Indexing JSON Data in MySQL
Storing JSON in a relational database is something developers have done for quite some time. There are a variety of reasons why you would want to store JSON in a database table - user preferences and configuration data are two good examples. The JSON Data Type was introduced to MySQL in version 5.7.8. This data type allows us to store valid JSON in a database column and run queries based on the values in the JSON.
The Potential Issue
When storing JSON data in MySQL, we can query the database based on values within that JSON. We can accomplish this using a variety of JSON specific MySQL functions. The potential issue is that query performance can degrade over time as the number of rows increases. When this happens with other data types, one solution to help query performance is to add an index to one or more columns. Since MySQL 8.0.13, we have had the ability to create functional indexes. Functional indexes allow us to create indexes based on expressions, not column data.
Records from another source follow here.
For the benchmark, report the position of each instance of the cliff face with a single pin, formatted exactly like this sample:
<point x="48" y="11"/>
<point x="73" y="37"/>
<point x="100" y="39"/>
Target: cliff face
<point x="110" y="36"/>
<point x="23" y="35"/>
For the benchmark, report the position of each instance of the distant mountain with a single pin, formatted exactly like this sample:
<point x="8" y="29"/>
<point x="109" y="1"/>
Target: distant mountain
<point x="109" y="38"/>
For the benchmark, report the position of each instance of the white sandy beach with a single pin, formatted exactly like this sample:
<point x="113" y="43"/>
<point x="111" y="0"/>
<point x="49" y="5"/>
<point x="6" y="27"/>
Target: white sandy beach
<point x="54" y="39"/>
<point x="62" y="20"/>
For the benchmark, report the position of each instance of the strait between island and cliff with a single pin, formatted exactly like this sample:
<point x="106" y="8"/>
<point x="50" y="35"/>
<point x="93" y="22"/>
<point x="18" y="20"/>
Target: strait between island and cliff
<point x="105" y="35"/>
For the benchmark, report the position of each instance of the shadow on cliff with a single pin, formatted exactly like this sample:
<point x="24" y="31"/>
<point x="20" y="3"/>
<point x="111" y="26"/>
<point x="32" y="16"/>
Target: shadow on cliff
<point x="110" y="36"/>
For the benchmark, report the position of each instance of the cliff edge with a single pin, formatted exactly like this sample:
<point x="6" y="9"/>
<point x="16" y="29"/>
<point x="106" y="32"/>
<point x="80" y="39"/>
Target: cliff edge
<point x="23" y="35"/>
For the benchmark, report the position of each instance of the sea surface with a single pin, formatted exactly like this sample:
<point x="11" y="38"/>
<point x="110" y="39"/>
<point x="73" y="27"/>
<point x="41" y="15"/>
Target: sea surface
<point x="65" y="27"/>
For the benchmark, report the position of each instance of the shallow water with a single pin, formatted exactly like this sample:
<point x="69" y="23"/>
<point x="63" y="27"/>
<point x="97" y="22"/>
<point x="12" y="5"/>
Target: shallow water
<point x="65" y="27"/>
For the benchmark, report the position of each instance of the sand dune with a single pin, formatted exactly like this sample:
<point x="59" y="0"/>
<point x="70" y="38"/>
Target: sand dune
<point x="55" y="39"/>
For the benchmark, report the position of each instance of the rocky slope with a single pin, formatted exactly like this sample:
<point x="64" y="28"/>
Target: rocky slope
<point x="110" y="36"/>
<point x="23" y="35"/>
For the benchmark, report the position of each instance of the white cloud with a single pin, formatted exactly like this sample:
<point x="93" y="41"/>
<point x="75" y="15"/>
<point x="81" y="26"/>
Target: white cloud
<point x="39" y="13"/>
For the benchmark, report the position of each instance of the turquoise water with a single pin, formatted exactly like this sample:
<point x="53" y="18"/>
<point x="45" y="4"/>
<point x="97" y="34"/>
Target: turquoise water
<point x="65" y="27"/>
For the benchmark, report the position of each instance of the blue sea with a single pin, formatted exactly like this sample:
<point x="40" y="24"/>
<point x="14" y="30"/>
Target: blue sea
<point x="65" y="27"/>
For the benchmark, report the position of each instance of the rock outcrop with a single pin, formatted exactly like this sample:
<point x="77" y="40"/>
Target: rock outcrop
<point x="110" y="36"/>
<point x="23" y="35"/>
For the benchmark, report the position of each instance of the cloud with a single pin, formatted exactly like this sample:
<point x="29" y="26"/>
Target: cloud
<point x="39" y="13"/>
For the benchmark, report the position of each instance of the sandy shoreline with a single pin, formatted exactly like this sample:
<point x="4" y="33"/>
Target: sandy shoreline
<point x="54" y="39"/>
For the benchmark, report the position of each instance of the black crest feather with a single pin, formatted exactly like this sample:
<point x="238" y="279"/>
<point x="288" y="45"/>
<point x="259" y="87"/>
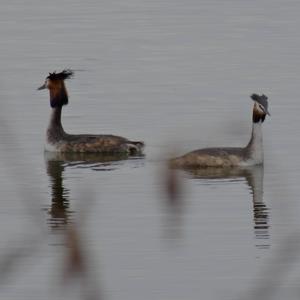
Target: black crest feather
<point x="263" y="100"/>
<point x="65" y="74"/>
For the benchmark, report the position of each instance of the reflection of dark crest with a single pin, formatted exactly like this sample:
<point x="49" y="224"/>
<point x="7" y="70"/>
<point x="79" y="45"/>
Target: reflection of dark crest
<point x="254" y="179"/>
<point x="57" y="163"/>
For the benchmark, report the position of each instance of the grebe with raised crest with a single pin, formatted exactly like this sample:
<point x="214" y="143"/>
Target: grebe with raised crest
<point x="58" y="140"/>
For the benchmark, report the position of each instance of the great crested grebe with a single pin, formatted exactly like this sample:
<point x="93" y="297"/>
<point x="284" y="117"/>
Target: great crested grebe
<point x="60" y="141"/>
<point x="252" y="154"/>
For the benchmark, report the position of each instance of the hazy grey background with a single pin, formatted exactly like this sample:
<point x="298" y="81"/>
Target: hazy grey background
<point x="178" y="75"/>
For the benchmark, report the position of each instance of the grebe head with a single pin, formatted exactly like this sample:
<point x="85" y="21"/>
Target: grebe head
<point x="55" y="84"/>
<point x="260" y="108"/>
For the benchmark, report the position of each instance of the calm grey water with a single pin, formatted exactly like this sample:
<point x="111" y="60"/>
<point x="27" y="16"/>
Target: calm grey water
<point x="178" y="75"/>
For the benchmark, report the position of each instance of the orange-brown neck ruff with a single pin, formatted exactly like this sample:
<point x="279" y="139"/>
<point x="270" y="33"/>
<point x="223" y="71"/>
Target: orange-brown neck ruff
<point x="258" y="115"/>
<point x="58" y="93"/>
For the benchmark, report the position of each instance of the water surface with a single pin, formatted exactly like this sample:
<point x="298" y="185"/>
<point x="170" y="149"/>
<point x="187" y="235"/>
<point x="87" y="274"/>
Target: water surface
<point x="177" y="75"/>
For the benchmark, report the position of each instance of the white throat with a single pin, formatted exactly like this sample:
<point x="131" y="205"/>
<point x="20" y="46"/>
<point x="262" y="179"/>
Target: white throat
<point x="256" y="153"/>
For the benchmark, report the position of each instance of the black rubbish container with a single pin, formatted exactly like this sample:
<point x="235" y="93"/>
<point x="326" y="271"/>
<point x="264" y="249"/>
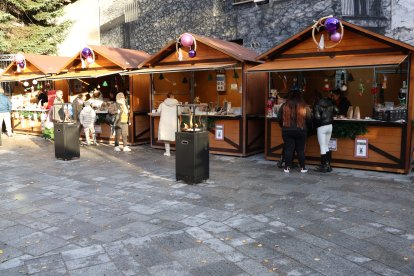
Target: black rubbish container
<point x="66" y="140"/>
<point x="192" y="156"/>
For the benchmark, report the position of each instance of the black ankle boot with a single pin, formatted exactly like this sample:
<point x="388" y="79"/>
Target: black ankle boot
<point x="328" y="161"/>
<point x="323" y="167"/>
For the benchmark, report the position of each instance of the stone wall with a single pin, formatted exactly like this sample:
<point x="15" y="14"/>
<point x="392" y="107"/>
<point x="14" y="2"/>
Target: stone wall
<point x="259" y="27"/>
<point x="402" y="21"/>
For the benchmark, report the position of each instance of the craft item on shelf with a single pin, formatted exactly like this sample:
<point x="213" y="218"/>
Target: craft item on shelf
<point x="350" y="113"/>
<point x="326" y="86"/>
<point x="384" y="82"/>
<point x="361" y="88"/>
<point x="357" y="113"/>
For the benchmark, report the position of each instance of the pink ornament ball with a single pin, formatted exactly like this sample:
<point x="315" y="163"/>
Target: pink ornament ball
<point x="89" y="60"/>
<point x="192" y="53"/>
<point x="335" y="37"/>
<point x="19" y="58"/>
<point x="187" y="40"/>
<point x="332" y="24"/>
<point x="86" y="52"/>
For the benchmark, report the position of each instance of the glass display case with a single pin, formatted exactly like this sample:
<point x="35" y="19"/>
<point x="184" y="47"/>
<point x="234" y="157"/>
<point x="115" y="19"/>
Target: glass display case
<point x="62" y="113"/>
<point x="192" y="117"/>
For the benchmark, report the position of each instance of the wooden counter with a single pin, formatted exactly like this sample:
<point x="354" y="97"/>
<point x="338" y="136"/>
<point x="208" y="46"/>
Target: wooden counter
<point x="386" y="144"/>
<point x="232" y="143"/>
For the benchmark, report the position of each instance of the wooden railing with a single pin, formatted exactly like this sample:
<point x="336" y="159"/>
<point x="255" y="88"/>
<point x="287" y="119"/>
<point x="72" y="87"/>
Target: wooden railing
<point x="362" y="8"/>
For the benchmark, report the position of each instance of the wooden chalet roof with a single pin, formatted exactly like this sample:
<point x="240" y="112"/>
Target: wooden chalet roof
<point x="36" y="66"/>
<point x="351" y="32"/>
<point x="229" y="49"/>
<point x="120" y="58"/>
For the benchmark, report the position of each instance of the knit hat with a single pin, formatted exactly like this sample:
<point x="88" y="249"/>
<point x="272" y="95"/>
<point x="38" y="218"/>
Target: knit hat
<point x="119" y="96"/>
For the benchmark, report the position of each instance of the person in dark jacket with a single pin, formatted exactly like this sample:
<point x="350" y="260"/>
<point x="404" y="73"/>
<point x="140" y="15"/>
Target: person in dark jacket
<point x="295" y="118"/>
<point x="323" y="113"/>
<point x="341" y="102"/>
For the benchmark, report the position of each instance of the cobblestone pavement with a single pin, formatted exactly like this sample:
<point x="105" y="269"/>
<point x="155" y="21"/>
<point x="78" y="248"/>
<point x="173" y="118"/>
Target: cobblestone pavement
<point x="123" y="213"/>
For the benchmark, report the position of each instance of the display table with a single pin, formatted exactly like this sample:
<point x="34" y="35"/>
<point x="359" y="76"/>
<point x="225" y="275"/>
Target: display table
<point x="232" y="129"/>
<point x="28" y="120"/>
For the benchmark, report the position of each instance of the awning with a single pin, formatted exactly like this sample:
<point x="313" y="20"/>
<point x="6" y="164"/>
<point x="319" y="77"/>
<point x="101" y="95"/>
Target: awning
<point x="328" y="63"/>
<point x="182" y="68"/>
<point x="20" y="78"/>
<point x="86" y="74"/>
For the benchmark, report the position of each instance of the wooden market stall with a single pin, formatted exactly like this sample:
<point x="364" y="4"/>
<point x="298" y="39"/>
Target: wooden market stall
<point x="376" y="73"/>
<point x="103" y="72"/>
<point x="214" y="76"/>
<point x="23" y="76"/>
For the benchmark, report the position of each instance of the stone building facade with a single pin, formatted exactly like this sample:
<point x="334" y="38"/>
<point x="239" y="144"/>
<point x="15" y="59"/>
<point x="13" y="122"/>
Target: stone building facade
<point x="258" y="24"/>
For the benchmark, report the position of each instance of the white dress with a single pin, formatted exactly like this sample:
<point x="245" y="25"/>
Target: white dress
<point x="168" y="121"/>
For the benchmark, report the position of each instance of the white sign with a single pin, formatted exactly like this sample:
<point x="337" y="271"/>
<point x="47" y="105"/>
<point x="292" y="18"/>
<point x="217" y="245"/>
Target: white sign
<point x="361" y="147"/>
<point x="332" y="144"/>
<point x="219" y="132"/>
<point x="98" y="129"/>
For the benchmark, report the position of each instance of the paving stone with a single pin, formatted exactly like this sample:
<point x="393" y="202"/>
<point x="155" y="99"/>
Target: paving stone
<point x="37" y="243"/>
<point x="169" y="269"/>
<point x="197" y="256"/>
<point x="255" y="268"/>
<point x="218" y="268"/>
<point x="101" y="269"/>
<point x="15" y="232"/>
<point x="45" y="264"/>
<point x="110" y="213"/>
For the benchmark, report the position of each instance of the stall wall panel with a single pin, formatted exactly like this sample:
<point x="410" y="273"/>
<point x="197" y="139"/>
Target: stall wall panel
<point x="350" y="42"/>
<point x="142" y="128"/>
<point x="64" y="86"/>
<point x="24" y="126"/>
<point x="206" y="88"/>
<point x="140" y="91"/>
<point x="255" y="135"/>
<point x="256" y="92"/>
<point x="232" y="140"/>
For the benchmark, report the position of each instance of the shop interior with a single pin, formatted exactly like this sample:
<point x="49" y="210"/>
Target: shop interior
<point x="376" y="91"/>
<point x="215" y="88"/>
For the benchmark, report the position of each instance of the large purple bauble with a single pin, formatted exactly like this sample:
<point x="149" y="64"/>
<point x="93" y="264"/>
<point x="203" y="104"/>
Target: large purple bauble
<point x="86" y="52"/>
<point x="335" y="36"/>
<point x="331" y="24"/>
<point x="192" y="53"/>
<point x="187" y="40"/>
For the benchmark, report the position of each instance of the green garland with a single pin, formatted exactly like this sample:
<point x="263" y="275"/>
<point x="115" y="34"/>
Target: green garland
<point x="348" y="130"/>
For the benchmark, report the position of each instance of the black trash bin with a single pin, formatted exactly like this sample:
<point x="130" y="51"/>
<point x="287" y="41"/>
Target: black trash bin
<point x="192" y="159"/>
<point x="66" y="140"/>
<point x="66" y="132"/>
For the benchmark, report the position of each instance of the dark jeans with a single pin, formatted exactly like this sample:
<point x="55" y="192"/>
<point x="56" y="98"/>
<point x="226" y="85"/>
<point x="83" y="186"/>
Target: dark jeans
<point x="121" y="129"/>
<point x="294" y="140"/>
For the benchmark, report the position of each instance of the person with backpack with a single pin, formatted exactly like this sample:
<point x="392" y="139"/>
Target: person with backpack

We can leverage this feature to create an index based on JSON values.
Getting Started
Before creating an index, let’s create a simple table with a column containing JSON data.
CREATE TABLE `vehicle` (
`id` INT NOT NULL AUTO_INCREMENT,
`vehicle_data` JSON NOT NULL,
PRIMARY KEY (`id`));
Once we have the table created, let’s add some data.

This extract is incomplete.